As alleged in the indictment, Left commented on publicly traded companies, asserting that the market incorrectly valued a company’s stock and advocating that the current price was too high or too low. Left’s recommendations often included an explicit or implicit representation about Citron’s trading position—which created the false pretense that Left’s economic incentives aligned with his public recommendation—and a “target price,” which Left represented as his valuation of the company’s stock. Sometimes, the commentary represented Left’s own work. Other times, Left disseminated the commentary of third parties as his own. The commentary routinely included sensationalized headlines and exaggerated language to maximize the reaction it would get from the stock market. As alleged, Left knowingly exploited his ability to move stock prices by targeting stocks popular with retail investors and posting recommendations on social media to manipulate the market and make fast, easy money.
As further alleged in the indictment, in the leadup to publication of Citron’s commentary, Left established long or short positions in the public company on which he was commenting in his trading accounts and prepared to quickly close those positions post-publication and take profits on the short-term price movement caused by his commentary. Left allegedly used his advance knowledge and control over the timing of a market-moving event to build his positions using inexpensive, short-dated options contracts that expired from the same day that he published his commentary to within five days. Left also allegedly submitted limit orders, often prior to publication of his commentary, to close his positions as soon as the company’s shares reached a certain price and at prices vastly different from the target prices that Left recommended to the public. While Left made false representations to the public to bolster his credibility, behind the scenes, Left allegedly took contrary trading positions to reap quick profits off the stocks he either promoted or pilloried through Citron.
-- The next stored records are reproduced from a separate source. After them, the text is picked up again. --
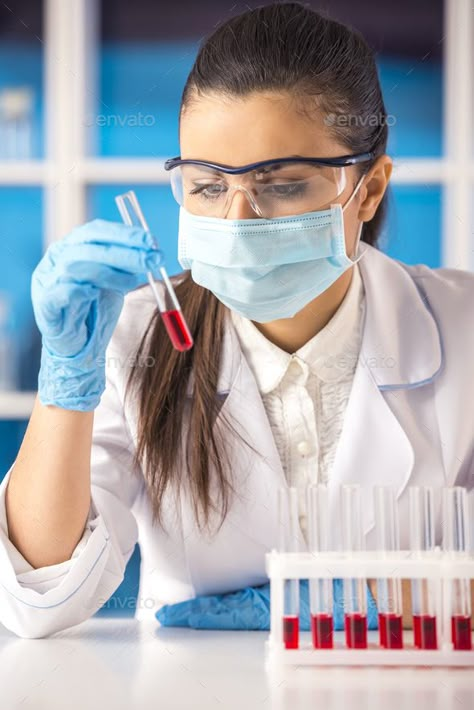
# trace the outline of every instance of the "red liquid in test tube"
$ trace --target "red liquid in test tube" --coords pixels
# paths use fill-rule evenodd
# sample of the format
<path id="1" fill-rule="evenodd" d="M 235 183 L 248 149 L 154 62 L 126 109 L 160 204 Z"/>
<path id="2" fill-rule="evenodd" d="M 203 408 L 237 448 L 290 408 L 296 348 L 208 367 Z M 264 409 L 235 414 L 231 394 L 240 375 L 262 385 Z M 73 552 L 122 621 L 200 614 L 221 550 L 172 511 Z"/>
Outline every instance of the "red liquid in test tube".
<path id="1" fill-rule="evenodd" d="M 330 548 L 327 486 L 309 485 L 306 495 L 309 549 L 317 556 Z M 311 636 L 314 648 L 333 648 L 332 595 L 332 579 L 309 579 Z"/>
<path id="2" fill-rule="evenodd" d="M 299 618 L 297 616 L 283 617 L 283 643 L 285 648 L 298 648 Z"/>
<path id="3" fill-rule="evenodd" d="M 410 548 L 422 559 L 434 550 L 434 490 L 431 486 L 411 486 Z M 431 579 L 411 580 L 413 643 L 415 648 L 438 648 L 437 623 Z"/>
<path id="4" fill-rule="evenodd" d="M 278 490 L 279 551 L 299 552 L 298 491 L 294 486 Z M 286 649 L 299 646 L 300 580 L 283 580 L 283 645 Z"/>
<path id="5" fill-rule="evenodd" d="M 436 617 L 429 614 L 413 614 L 413 642 L 416 648 L 438 648 L 436 641 Z"/>
<path id="6" fill-rule="evenodd" d="M 343 549 L 355 557 L 364 549 L 361 517 L 361 486 L 343 485 L 342 530 Z M 347 648 L 367 648 L 367 580 L 344 578 L 344 630 Z"/>
<path id="7" fill-rule="evenodd" d="M 129 190 L 123 195 L 117 195 L 115 202 L 117 203 L 117 207 L 125 224 L 129 226 L 139 226 L 144 229 L 145 232 L 151 234 L 137 196 L 133 190 Z M 157 247 L 156 239 L 154 239 L 154 242 Z M 160 286 L 158 286 L 155 275 L 151 271 L 146 272 L 148 282 L 156 298 L 158 309 L 171 344 L 176 350 L 184 352 L 194 345 L 193 337 L 181 312 L 173 284 L 169 279 L 164 264 L 159 267 L 159 271 L 161 275 Z"/>
<path id="8" fill-rule="evenodd" d="M 443 488 L 443 551 L 459 559 L 469 554 L 467 489 Z M 451 580 L 451 641 L 455 651 L 472 650 L 470 580 Z"/>
<path id="9" fill-rule="evenodd" d="M 345 614 L 344 630 L 348 648 L 367 648 L 367 615 Z"/>
<path id="10" fill-rule="evenodd" d="M 400 614 L 379 614 L 380 645 L 383 648 L 403 648 L 403 627 Z"/>
<path id="11" fill-rule="evenodd" d="M 398 509 L 392 486 L 374 487 L 375 532 L 381 559 L 400 549 Z M 377 579 L 379 641 L 382 648 L 403 648 L 401 580 Z"/>
<path id="12" fill-rule="evenodd" d="M 189 350 L 193 339 L 180 310 L 163 311 L 161 313 L 164 326 L 176 350 Z"/>
<path id="13" fill-rule="evenodd" d="M 471 617 L 460 614 L 451 617 L 451 637 L 456 651 L 472 650 Z"/>
<path id="14" fill-rule="evenodd" d="M 332 614 L 312 614 L 311 634 L 314 648 L 333 648 Z"/>

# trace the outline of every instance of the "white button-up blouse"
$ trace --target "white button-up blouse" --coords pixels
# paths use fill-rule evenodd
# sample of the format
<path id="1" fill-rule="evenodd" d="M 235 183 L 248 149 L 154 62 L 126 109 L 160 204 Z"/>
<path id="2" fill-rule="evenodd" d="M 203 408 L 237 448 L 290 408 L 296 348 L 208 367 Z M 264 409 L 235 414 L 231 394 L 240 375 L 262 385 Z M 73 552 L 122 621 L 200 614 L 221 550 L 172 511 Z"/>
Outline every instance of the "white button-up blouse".
<path id="1" fill-rule="evenodd" d="M 292 354 L 274 345 L 251 320 L 231 311 L 288 484 L 298 488 L 305 536 L 305 489 L 310 483 L 327 483 L 331 475 L 360 350 L 364 308 L 364 287 L 356 264 L 334 316 Z"/>

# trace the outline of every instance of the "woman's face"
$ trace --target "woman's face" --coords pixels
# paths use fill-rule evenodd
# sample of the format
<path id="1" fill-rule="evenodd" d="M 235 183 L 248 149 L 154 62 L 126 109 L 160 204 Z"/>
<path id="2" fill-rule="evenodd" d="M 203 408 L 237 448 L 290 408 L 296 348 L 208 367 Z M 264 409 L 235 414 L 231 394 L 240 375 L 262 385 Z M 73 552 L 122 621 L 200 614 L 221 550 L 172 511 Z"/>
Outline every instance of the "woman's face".
<path id="1" fill-rule="evenodd" d="M 221 94 L 196 97 L 181 116 L 180 148 L 183 159 L 195 158 L 233 167 L 293 155 L 327 158 L 351 152 L 334 138 L 323 114 L 320 118 L 316 114 L 316 118 L 310 120 L 298 112 L 291 96 L 261 92 L 240 99 Z M 360 221 L 373 217 L 383 197 L 390 176 L 390 169 L 386 174 L 389 163 L 388 156 L 379 158 L 344 211 L 348 254 L 353 253 Z M 348 166 L 344 170 L 346 186 L 332 200 L 342 205 L 351 196 L 359 179 L 357 166 Z M 229 182 L 239 182 L 239 176 L 228 177 Z M 250 219 L 258 216 L 245 195 L 235 191 L 226 217 Z"/>

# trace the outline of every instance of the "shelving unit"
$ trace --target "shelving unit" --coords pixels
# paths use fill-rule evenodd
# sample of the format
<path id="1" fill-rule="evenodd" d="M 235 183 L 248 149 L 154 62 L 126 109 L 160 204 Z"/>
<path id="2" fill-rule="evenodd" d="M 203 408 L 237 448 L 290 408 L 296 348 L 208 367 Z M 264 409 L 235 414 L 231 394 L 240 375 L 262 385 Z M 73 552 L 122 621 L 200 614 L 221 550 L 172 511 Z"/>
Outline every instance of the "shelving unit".
<path id="1" fill-rule="evenodd" d="M 27 419 L 36 392 L 0 392 L 0 419 Z"/>
<path id="2" fill-rule="evenodd" d="M 88 218 L 92 185 L 166 184 L 163 158 L 101 158 L 85 131 L 98 91 L 98 0 L 44 0 L 46 158 L 0 162 L 0 186 L 43 188 L 44 248 Z M 445 152 L 395 165 L 394 184 L 443 188 L 442 262 L 474 269 L 474 13 L 471 0 L 445 0 Z M 58 57 L 61 59 L 59 60 Z M 73 77 L 73 80 L 71 80 Z M 0 394 L 0 419 L 28 418 L 34 392 Z"/>

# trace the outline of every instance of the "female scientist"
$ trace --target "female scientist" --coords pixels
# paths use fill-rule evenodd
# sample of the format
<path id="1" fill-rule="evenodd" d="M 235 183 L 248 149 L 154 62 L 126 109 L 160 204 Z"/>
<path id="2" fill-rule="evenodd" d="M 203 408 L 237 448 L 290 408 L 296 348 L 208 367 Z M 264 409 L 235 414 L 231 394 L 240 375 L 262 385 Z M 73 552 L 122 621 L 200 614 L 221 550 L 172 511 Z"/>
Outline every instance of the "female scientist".
<path id="1" fill-rule="evenodd" d="M 327 482 L 337 545 L 336 492 L 360 483 L 367 546 L 374 484 L 396 489 L 402 545 L 409 485 L 473 487 L 474 275 L 377 249 L 386 145 L 357 32 L 283 3 L 204 42 L 166 164 L 194 346 L 170 343 L 140 228 L 79 226 L 33 273 L 38 397 L 0 487 L 7 628 L 91 617 L 137 541 L 137 618 L 265 628 L 280 486 Z"/>

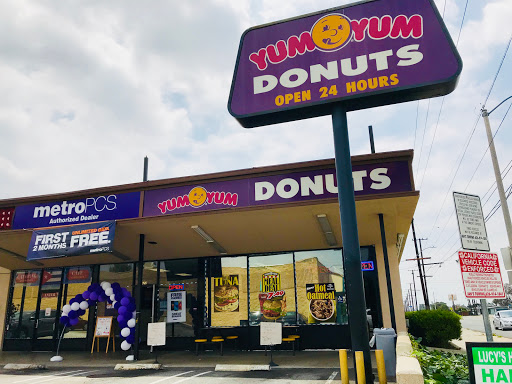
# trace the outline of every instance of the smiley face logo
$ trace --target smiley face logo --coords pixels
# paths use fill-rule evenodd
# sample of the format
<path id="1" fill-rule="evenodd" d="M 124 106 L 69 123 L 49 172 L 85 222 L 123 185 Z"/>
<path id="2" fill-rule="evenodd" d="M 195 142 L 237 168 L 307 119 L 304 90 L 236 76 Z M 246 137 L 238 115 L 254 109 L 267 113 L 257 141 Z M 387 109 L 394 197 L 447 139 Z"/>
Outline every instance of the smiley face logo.
<path id="1" fill-rule="evenodd" d="M 188 201 L 193 207 L 200 207 L 206 202 L 206 189 L 203 187 L 194 187 L 188 193 Z"/>
<path id="2" fill-rule="evenodd" d="M 350 20 L 339 13 L 319 19 L 311 28 L 313 42 L 321 51 L 336 51 L 343 48 L 352 36 Z"/>

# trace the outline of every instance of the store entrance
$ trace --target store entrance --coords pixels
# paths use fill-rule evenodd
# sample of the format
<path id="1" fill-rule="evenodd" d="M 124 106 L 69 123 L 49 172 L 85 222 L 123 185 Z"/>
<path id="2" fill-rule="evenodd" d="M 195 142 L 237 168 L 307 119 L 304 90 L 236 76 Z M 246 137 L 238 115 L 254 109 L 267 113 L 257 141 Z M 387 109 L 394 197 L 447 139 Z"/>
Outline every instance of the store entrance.
<path id="1" fill-rule="evenodd" d="M 5 327 L 5 351 L 85 349 L 89 311 L 75 325 L 59 323 L 61 308 L 91 282 L 90 267 L 18 271 L 13 274 Z"/>

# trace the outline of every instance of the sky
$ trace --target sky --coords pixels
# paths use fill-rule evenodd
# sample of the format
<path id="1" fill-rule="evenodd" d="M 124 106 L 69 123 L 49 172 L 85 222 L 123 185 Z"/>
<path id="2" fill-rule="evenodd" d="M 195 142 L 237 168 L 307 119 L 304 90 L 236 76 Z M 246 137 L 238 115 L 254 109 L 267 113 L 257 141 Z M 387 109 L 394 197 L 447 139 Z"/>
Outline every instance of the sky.
<path id="1" fill-rule="evenodd" d="M 456 90 L 350 112 L 350 146 L 352 155 L 369 153 L 372 125 L 377 152 L 414 149 L 416 233 L 427 239 L 428 261 L 443 262 L 427 267 L 431 301 L 455 294 L 467 304 L 452 192 L 479 195 L 486 216 L 498 201 L 479 114 L 512 95 L 512 52 L 504 56 L 512 2 L 435 2 L 463 60 Z M 348 3 L 3 1 L 0 199 L 141 181 L 144 156 L 150 180 L 334 157 L 330 117 L 248 130 L 226 105 L 244 30 Z M 512 161 L 510 105 L 490 117 L 504 173 Z M 511 184 L 506 173 L 505 188 Z M 507 246 L 501 209 L 487 232 L 492 251 Z M 404 295 L 415 268 L 406 259 L 414 256 L 409 235 Z M 417 278 L 416 286 L 421 303 Z"/>

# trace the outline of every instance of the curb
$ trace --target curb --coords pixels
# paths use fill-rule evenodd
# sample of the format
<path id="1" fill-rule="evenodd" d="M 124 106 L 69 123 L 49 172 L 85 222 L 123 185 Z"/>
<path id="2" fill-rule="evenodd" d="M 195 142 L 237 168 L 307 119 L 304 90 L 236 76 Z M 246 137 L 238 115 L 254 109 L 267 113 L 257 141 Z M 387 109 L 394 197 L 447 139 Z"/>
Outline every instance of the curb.
<path id="1" fill-rule="evenodd" d="M 250 372 L 270 371 L 270 365 L 249 365 L 249 364 L 217 364 L 215 372 Z"/>
<path id="2" fill-rule="evenodd" d="M 22 371 L 22 370 L 43 370 L 46 369 L 46 365 L 43 364 L 5 364 L 4 369 L 11 371 Z"/>
<path id="3" fill-rule="evenodd" d="M 114 371 L 159 370 L 162 364 L 116 364 Z"/>

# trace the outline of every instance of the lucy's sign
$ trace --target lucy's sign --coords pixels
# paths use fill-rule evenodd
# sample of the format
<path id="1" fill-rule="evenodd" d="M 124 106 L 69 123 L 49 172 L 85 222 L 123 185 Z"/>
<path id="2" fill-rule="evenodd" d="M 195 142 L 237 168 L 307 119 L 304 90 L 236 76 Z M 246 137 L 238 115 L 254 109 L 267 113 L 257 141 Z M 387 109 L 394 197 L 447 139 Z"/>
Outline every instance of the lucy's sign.
<path id="1" fill-rule="evenodd" d="M 366 1 L 245 31 L 228 109 L 247 128 L 364 109 L 450 93 L 461 69 L 432 0 Z"/>

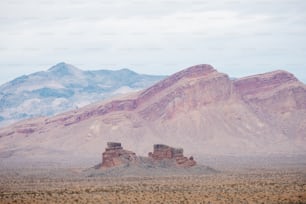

To further the scheme, Left allegedly advanced the false pretense that his investment recommendations were credible because he was independent and free from any financial conflicts of interest. However, Left allegedly concealed Citron’s financial relationships with a hedge fund by fabricating invoices, wiring payments through a third party, and making false and misleading statements to the public about Citron’s relationship with hedge funds. In addition, Left allegedly lied to law enforcement, stating that Citron “never” exchanged compensation with a hedge fund or coordinated trading with a hedge fund in advance of the issuance of its commentary.
Through his publishing of research reports, Left gained influence and a public platform on social media and through regular appearances on podcasts and cable news programs. Left allegedly furthered his scheme by misrepresenting his trading positions during media appearances. For example, after denouncing one company as a “fraud” on CNBC’s “Fast Money,” Left allegedly falsely claimed to have covered only a “small size” of his position in the company’s stock when, earlier that same day, he allegedly closed out more than 60% of his position.
Left is charged with one count of engaging in a securities fraud scheme, 17 counts of securities fraud, and one count of making false statements to federal investigators. If convicted, he faces a maximum penalty of 25 years in prison on the securities fraud scheme count, 20 years in prison on each securities fraud count, and five years in prison on the false statements count.